In response to renewed RSA pressure, Minister of Internal Affairs William Downie Stewart, an RSA member himself, successfully introduced the ANZAC Day Amendment Bill in October 1921. He argued that it would answer "a very widespread demand for the reinstatement of the original request of the returned soldiers namely, that the day should be treated as a holy day, as a Sunday".
ANZAC Day 1922 was observed throughout New Zealand as a full statutory holiday; for most people, however, it was a holy day. Another symbol of remembrance the red poppy also made its appearance for the first time this year as a result of the RSA's successful inaugural Poppy Day Appeal on 24 April. After five years of relentless pressure, the RSA could finally herald the day as a "worthy" tribute to the memory of the dead. The sanctification of ANZAC Day had been completed. In pressing this issue the RSA had kept faith with the families of the dead and expressed the feelings of the majority of New Zealanders.

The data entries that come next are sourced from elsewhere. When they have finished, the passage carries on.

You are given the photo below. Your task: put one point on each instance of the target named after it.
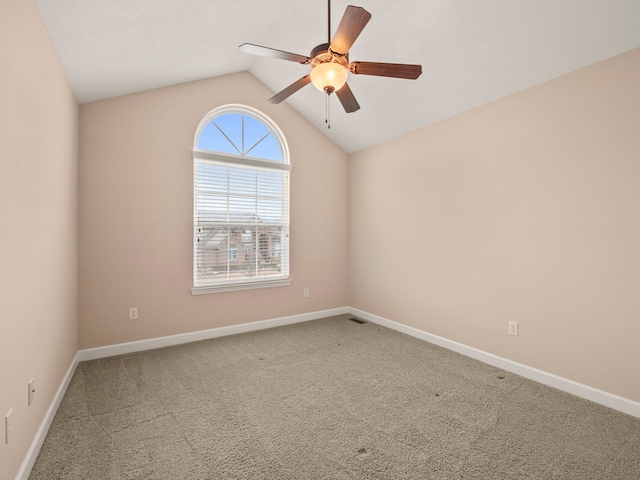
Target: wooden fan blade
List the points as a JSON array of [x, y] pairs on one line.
[[352, 23], [291, 89], [396, 70], [273, 53], [348, 101]]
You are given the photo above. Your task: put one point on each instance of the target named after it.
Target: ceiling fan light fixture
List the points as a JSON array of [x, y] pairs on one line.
[[329, 76]]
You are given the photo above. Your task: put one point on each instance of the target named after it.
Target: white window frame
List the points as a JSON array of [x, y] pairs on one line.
[[260, 164]]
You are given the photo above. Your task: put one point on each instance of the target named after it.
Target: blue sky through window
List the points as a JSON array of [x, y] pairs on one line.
[[240, 134]]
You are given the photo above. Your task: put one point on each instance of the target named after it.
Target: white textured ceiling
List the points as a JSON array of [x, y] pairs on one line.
[[471, 51]]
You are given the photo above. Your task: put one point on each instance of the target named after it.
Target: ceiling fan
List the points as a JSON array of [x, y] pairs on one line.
[[330, 64]]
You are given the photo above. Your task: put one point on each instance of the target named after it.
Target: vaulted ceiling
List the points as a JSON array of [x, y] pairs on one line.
[[471, 51]]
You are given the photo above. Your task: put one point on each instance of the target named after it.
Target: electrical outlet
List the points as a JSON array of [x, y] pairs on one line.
[[32, 391], [513, 328], [8, 426]]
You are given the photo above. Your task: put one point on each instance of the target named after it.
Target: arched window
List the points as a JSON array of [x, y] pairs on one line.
[[241, 197]]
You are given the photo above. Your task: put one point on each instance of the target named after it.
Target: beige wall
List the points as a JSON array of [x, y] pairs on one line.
[[525, 209], [38, 224], [136, 210]]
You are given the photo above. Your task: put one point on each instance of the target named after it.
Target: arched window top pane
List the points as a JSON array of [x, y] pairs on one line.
[[239, 130]]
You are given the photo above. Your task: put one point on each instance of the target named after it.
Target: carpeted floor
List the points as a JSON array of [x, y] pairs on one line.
[[327, 399]]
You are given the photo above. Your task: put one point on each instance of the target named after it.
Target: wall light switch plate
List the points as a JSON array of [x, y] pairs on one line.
[[8, 426], [32, 391], [513, 328]]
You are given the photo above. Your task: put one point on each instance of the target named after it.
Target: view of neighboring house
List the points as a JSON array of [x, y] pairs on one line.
[[248, 250]]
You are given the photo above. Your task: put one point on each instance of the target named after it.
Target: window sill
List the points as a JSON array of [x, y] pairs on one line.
[[206, 289]]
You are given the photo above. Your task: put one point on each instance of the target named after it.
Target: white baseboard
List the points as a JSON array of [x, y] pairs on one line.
[[610, 400], [149, 344], [41, 434], [584, 391]]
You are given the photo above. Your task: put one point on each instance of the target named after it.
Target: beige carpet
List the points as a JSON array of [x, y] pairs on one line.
[[327, 399]]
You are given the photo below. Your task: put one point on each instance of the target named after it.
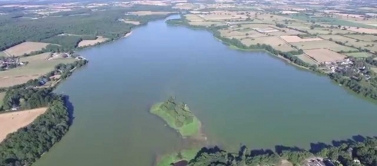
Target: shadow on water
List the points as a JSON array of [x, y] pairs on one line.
[[70, 108], [281, 148]]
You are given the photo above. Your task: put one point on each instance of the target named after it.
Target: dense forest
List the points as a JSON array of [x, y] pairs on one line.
[[342, 153], [28, 144], [27, 98], [291, 55], [88, 25]]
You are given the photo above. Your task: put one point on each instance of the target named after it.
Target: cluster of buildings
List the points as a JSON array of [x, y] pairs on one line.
[[349, 67]]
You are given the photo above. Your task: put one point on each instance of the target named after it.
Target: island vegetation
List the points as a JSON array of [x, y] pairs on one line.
[[29, 143], [178, 116]]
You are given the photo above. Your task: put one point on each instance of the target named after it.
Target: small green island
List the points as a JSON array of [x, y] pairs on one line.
[[178, 116]]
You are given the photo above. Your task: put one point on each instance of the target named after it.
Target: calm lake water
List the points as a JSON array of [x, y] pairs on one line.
[[241, 98]]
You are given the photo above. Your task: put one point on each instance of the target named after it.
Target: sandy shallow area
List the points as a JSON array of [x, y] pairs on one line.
[[12, 121]]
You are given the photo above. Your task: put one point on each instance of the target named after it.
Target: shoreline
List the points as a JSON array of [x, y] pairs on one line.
[[127, 34], [346, 87]]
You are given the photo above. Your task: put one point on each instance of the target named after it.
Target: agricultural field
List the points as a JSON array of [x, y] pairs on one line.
[[146, 13], [363, 30], [307, 59], [38, 66], [327, 20], [324, 55], [25, 48], [240, 34], [85, 43], [185, 6], [12, 121], [130, 22], [359, 54], [193, 17], [322, 44]]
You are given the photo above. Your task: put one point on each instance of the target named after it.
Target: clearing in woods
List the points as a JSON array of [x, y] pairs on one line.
[[145, 13], [322, 44], [25, 48], [12, 121], [363, 30], [324, 55], [359, 54]]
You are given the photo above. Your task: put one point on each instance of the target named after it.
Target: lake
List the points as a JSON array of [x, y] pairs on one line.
[[248, 98]]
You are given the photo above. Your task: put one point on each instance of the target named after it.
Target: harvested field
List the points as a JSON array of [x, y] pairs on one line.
[[2, 95], [374, 69], [352, 42], [145, 13], [25, 48], [307, 59], [322, 44], [130, 22], [324, 55], [367, 38], [251, 26], [293, 39], [184, 6], [274, 41], [85, 43], [359, 54], [363, 30], [288, 12], [38, 66], [337, 38], [286, 32], [12, 121]]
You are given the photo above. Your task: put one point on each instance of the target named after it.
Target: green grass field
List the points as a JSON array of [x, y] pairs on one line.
[[322, 44], [36, 66], [186, 154], [187, 130], [359, 54]]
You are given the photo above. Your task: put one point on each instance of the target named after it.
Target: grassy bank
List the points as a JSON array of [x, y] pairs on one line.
[[186, 154], [175, 118]]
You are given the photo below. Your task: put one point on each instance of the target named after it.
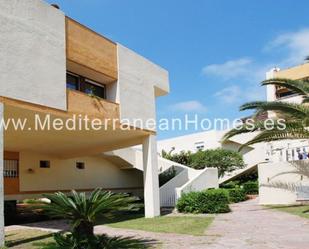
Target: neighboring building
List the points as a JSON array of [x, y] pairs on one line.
[[286, 151]]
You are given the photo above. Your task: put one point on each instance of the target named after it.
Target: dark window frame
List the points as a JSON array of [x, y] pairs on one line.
[[80, 165], [82, 81], [43, 162]]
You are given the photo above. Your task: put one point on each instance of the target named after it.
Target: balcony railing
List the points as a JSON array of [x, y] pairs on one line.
[[93, 107]]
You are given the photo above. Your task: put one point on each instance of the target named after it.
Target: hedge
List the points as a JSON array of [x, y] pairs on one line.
[[207, 201], [237, 195], [251, 187]]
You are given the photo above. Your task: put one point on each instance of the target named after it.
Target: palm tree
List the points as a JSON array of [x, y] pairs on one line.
[[296, 116], [82, 212]]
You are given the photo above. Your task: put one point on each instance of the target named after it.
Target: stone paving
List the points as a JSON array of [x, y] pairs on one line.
[[249, 226]]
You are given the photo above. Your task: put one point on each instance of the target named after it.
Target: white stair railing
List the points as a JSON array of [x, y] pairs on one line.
[[167, 191]]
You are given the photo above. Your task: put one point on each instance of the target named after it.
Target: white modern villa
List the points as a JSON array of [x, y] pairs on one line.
[[78, 95]]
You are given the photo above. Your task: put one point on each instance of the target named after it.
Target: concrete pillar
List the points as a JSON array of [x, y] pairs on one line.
[[1, 181], [151, 180]]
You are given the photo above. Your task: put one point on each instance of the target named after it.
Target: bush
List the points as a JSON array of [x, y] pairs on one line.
[[251, 187], [237, 195], [167, 175], [230, 185], [207, 201], [223, 159]]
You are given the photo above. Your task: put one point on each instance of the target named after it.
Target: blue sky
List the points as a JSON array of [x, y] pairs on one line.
[[216, 52]]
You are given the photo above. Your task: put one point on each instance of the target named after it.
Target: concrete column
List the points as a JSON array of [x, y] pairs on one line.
[[1, 181], [151, 180]]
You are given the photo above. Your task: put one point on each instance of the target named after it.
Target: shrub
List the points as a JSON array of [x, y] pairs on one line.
[[251, 187], [167, 175], [223, 159], [237, 195], [229, 185], [207, 201]]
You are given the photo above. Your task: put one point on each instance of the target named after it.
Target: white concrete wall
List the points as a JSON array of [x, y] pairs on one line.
[[32, 48], [151, 179], [1, 182], [273, 196], [208, 178], [212, 140], [63, 174], [135, 90]]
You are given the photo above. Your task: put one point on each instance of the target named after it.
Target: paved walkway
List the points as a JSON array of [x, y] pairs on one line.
[[249, 226]]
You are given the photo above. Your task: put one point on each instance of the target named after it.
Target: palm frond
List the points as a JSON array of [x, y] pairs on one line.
[[296, 110], [300, 87], [276, 134]]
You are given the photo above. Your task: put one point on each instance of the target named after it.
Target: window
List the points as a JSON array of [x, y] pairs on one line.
[[10, 168], [85, 85], [94, 89], [80, 165], [72, 82], [44, 164]]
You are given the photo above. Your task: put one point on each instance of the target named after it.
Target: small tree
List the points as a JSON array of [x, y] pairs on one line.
[[224, 160], [82, 211], [184, 157]]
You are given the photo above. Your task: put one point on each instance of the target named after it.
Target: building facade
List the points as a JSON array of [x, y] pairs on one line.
[[55, 70], [284, 153]]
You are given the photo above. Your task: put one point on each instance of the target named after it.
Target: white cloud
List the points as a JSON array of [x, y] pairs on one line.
[[295, 44], [229, 69], [230, 94], [188, 106], [235, 95]]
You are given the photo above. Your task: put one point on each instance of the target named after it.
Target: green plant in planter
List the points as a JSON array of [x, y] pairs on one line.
[[251, 187], [207, 201], [167, 175], [237, 195], [82, 212]]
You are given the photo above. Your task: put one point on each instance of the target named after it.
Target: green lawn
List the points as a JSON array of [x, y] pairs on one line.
[[192, 225], [302, 211], [30, 239]]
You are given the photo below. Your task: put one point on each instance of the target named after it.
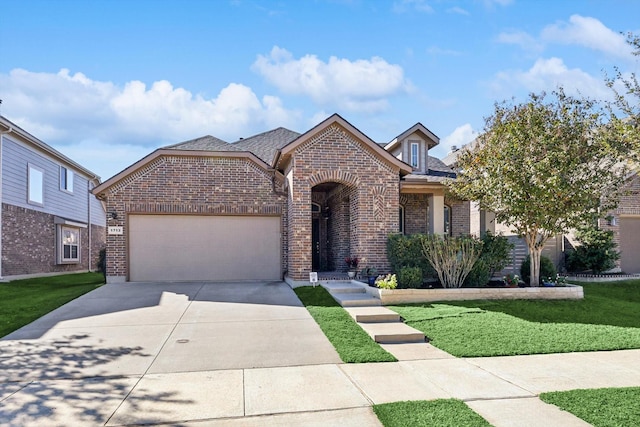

The solemnity as well as sombreness of ANZAC Day 1922 was a far cry from the almost celebratory observance by soldiers in Egypt on the first ANZAC Day back in 1916. After a commemorative service that had included the playing of the Last Post, followed by a holiday, including the playing of football. What had happened in the intervening years? The RSA was keeping faith with the war dead and their families, who required a special day of remembrance. This was the public ritual of ANZAC Day promoted by the RSA, but it also oversaw a private ritual of its own members later in the day. The soldiers' ritual centred on ANZAC Day reunion dinners or more informal gatherings in RSA clubrooms. The themes of comradeship and remembrance permeated this ritual. The soldiers' ritual was not sombre nor greatly spiritual like the public ritual but then returned soldiers did not share the public's mythology of war; only its reality. The talk turned to past mates and wartime events, some of which were best left untold to family and friends. For the returned soldiers themselves, however, these gatherings were just as important as the public ritual was for grieving families, to enable them to remember on this their "one day of the year". What both rituals shared in common was remembrance.